そこそこの大学のそこそこの研究室。国内外の学会やコンスタントに出ていて、論文もそれなりに出している。活気もそこそこ。古き良き時代の雰囲気を残している研究室。

学生につきものなバイトの話。

研究室ではバイト禁止の不文律が。

配属してすぐに、先輩に言われたのがバイト禁止という不文律、暗黙の了解について。

厳密ではないが、バイトなので帰ります とかバイトなので帰りました とか言うと先生の機嫌が悪くなるらしい。

実際にはバイトしてたけども。

私は当時週2でバイトしていた。22:00からの夜勤だったので問題なかった。

ただバイト明け7:00に帰宅、8:00に起き8:30に研究室へ出勤という過酷な日々だった。

同じチームのM2のKさんは個人指導のバイトをしていた。そして、実験室に行くと見せかけて、夕方前に鮮やかに帰宅していた。

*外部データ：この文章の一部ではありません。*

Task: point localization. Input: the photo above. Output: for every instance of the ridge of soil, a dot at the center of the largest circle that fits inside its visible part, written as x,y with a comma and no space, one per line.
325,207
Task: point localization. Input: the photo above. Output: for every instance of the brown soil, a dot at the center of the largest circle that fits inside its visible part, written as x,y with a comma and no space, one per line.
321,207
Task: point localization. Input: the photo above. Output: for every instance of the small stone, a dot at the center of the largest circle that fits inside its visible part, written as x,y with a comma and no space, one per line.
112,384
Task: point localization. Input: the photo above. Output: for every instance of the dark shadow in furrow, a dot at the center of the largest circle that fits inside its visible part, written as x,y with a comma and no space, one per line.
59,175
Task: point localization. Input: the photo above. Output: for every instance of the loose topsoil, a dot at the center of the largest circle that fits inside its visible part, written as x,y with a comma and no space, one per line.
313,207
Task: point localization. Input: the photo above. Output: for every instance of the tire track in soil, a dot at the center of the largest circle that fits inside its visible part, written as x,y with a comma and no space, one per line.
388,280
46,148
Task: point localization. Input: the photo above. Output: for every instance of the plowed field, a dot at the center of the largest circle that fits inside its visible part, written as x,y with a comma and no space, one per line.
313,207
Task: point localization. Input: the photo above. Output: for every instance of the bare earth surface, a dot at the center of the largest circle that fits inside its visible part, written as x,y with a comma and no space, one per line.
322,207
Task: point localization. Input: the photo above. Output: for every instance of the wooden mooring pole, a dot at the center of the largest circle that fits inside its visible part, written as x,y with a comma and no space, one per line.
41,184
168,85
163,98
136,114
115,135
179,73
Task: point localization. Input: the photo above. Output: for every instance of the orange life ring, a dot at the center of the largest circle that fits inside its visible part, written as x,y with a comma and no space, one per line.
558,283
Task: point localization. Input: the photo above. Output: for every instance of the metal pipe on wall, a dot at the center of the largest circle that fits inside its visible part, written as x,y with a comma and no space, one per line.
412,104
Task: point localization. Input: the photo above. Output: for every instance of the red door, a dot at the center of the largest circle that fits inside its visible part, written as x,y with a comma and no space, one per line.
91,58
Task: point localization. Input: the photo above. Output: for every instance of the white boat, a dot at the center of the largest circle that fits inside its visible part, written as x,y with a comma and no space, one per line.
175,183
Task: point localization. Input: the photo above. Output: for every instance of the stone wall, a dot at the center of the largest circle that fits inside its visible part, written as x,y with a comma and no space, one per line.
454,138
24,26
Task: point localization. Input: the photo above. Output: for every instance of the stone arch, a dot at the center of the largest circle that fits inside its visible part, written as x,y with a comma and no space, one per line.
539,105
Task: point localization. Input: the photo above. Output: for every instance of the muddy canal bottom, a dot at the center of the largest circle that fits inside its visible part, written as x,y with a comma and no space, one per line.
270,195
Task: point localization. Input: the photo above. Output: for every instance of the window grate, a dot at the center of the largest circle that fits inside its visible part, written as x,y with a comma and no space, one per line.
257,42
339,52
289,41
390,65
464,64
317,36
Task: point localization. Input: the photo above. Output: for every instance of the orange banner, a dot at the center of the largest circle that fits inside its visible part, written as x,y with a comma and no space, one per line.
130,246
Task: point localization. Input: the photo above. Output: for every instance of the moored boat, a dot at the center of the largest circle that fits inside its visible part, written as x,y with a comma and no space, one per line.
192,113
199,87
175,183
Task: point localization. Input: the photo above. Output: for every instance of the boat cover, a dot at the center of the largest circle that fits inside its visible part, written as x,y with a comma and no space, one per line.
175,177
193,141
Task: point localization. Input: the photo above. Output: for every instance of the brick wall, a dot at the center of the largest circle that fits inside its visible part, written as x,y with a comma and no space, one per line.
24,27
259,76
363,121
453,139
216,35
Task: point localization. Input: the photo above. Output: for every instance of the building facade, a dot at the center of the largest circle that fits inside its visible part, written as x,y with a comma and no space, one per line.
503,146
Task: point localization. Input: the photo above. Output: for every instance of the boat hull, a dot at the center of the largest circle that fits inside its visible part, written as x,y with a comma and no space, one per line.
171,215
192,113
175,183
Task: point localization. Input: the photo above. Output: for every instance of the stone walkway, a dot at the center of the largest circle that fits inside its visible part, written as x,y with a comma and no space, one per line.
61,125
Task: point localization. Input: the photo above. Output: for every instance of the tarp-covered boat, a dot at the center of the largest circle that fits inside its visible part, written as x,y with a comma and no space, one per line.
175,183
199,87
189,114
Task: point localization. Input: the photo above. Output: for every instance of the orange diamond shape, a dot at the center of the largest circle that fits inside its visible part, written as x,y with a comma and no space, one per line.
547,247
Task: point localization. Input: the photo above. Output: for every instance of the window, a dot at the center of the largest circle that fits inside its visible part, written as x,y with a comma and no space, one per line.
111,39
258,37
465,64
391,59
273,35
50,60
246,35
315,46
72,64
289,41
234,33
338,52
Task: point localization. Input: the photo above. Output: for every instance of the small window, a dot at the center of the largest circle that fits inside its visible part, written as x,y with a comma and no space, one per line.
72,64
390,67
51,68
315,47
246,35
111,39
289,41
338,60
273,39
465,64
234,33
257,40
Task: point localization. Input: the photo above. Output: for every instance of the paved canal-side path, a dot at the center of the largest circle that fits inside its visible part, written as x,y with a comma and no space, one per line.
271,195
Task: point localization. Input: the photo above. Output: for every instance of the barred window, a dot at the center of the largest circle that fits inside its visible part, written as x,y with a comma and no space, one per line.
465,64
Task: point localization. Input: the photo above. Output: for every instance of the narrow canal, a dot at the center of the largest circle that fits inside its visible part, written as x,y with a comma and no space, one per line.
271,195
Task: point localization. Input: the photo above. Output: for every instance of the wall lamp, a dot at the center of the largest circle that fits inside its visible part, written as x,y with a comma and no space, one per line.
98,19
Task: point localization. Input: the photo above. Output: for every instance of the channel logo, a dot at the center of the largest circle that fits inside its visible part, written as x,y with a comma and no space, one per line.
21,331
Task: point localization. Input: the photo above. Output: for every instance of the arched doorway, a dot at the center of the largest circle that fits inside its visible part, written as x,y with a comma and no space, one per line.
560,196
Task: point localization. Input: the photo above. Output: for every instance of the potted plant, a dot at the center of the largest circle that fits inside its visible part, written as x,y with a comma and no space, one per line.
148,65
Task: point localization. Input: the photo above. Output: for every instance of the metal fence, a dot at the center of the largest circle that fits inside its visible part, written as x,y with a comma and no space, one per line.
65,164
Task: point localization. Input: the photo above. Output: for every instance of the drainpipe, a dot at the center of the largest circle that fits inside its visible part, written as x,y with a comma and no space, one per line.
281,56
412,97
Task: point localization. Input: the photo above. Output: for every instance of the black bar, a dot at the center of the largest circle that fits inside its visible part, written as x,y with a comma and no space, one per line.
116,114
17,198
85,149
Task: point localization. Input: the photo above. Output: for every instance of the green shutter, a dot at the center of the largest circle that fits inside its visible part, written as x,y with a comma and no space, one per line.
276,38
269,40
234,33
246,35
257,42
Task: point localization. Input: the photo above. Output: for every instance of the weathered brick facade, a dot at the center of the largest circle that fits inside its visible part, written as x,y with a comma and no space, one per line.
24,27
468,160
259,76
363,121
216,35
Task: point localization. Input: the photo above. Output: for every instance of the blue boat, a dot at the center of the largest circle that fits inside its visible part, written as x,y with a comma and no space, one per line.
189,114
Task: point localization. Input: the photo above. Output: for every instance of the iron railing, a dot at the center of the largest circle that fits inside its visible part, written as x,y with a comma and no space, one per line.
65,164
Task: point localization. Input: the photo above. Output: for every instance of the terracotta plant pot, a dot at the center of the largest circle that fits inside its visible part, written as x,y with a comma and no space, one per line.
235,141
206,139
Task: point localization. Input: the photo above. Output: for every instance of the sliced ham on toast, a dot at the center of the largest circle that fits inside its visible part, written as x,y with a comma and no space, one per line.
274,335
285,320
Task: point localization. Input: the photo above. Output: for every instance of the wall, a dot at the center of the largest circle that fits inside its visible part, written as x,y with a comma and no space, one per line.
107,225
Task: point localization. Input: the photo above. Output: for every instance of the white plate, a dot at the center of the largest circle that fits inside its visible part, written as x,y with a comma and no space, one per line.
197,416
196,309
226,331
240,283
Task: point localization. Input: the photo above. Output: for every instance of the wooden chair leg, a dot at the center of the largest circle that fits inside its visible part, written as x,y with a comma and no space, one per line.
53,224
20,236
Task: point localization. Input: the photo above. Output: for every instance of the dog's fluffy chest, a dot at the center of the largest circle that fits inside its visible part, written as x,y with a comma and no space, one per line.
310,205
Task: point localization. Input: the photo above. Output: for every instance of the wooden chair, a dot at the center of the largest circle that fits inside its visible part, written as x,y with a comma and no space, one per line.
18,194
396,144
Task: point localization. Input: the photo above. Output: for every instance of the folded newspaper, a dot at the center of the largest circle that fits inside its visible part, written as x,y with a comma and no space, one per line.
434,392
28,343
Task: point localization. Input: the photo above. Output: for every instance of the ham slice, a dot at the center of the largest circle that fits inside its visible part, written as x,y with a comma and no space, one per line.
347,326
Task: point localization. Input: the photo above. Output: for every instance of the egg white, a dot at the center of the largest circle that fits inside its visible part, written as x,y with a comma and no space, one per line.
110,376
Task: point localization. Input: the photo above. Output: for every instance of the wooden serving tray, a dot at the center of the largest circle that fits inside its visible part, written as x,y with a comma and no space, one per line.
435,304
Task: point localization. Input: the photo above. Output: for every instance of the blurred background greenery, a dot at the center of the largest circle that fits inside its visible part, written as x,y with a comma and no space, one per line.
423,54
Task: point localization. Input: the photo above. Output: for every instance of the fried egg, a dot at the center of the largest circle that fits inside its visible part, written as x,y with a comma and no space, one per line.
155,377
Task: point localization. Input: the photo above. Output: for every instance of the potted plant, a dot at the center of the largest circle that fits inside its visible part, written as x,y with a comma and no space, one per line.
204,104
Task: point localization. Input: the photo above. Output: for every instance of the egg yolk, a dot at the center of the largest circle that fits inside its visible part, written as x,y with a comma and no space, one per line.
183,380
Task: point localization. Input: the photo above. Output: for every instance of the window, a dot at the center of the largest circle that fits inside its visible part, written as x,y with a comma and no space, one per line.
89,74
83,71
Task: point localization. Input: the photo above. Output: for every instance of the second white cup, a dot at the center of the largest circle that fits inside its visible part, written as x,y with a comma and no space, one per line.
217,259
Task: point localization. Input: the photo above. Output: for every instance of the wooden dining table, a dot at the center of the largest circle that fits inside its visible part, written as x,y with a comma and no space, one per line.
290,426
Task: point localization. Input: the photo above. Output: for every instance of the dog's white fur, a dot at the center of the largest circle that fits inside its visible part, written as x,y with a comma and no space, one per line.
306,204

チームと言っても私とKさんの2人なので

「A君、俺帰るから、もし先生に聞かれたらうまく言っといて」

というやり取りが常だった。

先生に「Kはどうした?」と聞かれたら、「わかりません」と答えていた。私の「うまく言う」の最大値はこれくらいだ。

半年後私はバイトを辞めた。

体がしんどすぎるし、研究室に入ったことで友人と飲みに行くなどの出費が減ったので。

不文律が崩壊した日

時は流れて2年後、M2になった私にはM1とB4各1名ずつ計2名の後輩がいた。

B4の後輩から、家庭の事情もあってバイトはやめられない、家庭の事情は皆に言いたくない、でもバイト禁止なんですよね。どうしましょう。と相談された。

別に明確に禁止と言われてないからしれっと続ければよいのだが、すごくマジメな後輩だったので悩んでいた。

では正式に先生に話して許可をもらえばよいのだが、なぜ許可がもらえたかを皆が知りたがる。そうすると言いたくない家庭のことを言わないといけない。それが嫌なので、なんとか波風立てずにバイトを続けたいと。

実験時間を短くしよう。

先生が学生のバイトを嫌うのは、実験が疎かになるからなのだ。古き良き時代を知る先生方は、実験の水準数をこなし、成果をたくさん出せば、とりあえずは上機嫌なのだ。

実験時間10hrも0.5hrも同じ1プロット。

B4の実験は最長6hrまでになるように、卒論のテーマを決めた。6hrなら朝に仕掛けて夕方前に片付けまで終わる。簡単に言うと、「反応初期における〜の検討」みたいなテーマにした。ちょっと反応させたら実験は終了できる。

M1、お前もか。

その後、もう1人の後輩であるM1も、実はずっとバイトしてまして。。。と言ってきた。B4の件で味をしめた私は、こっちも実験時間短めスタイルに変えた。

そして流れるチーム間の不協和音

しばらくはうまく行った。

私のチームのB4とM1は、夕方前に帰って行く日が多い。バイトしているのもなんとなく雰囲気で伝わる。夜遅くまで実験している他チームの後輩達のフラストレーションが溜まってきていた。

何故あいつらは、早く帰って自由にバイトもしてるのに自分たちは。。。と

そして起こる事件

秋の学会発表の準備で忙しい時期に事件は起こる。M2が皆発表することになっていて、資料修正、先生からのダメ出し、追加実験の日々に疲れて殺伐としていた。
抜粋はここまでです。